We have been providing information on the Labour Leadership candidates’ views on housing. Jeremy Corbyn MP replied to a London LHG questionnaire and we published his responses last week. Yesterday we published the housing section of Andy Burnham MP‘s manifesto. Today we are publishing contributions made to the latest Labour Housing Group newsletter from Yvette Cooper MP (below) and Liz Kendall MP (to follow in the next post).
We hope this helps members and supporters who put housing high on their list of key issues to make up their mind about who to support.
 
Yvette-Cooper-portrait 2

“We should be building 300,000 new homes a year…..  I have shown I can deliver on housing.”

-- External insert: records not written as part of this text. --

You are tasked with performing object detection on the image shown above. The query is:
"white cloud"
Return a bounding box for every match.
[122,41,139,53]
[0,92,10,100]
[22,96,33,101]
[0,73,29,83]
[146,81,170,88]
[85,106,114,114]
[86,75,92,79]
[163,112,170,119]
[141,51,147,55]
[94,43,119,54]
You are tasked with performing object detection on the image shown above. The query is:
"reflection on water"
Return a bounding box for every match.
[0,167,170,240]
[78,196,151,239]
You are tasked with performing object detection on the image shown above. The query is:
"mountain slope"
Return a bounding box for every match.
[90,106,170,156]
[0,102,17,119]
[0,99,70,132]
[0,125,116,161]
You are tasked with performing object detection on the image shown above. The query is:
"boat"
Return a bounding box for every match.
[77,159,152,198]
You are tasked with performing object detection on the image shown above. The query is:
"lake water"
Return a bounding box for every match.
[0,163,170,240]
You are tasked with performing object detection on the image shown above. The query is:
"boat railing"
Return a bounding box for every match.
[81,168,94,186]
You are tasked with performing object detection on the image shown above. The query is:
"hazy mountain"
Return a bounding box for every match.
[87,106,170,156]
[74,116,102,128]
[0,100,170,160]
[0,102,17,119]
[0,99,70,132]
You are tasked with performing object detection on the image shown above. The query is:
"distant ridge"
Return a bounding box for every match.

Statement on housing by Yvette Cooper

Britain needs more houses and it needs them now. Governments have been ducking the issue of housebuilding for too long. Every day that we delay, the crisis just gets worse and worse. It is one of the most serious challenges for Britain’s future and we can’t keep putting our heads in the sand.
Last year net housing supply was a pathetic 136,610. This Government has failed on housebuilding.
When I was Labour Housing Minister, we had the highest annual level of net housing supply in the last thirty years – wih over 207,000 net additions. I can build houses. I want to build on this record. We have to be far more ambitious if Britain is to have the homes that families need.
We should be building 300,000 new homes a year – a bolder plan. It will take ambition, determination and tough decisions. Enough with excuses, we’ve got to drive this through and if you stick at it, you can.
Today too many people are simply priced out of the housing market. Everyone wants a secure and affordable home to put down roots or support their family. We need to have clear plans to help first time buyers. Building more houses is cental to this.
The failure in housebuilding is holding back our economy, undermining communities and family life – we need a much bolder plan. I have shown I can deliver on housing.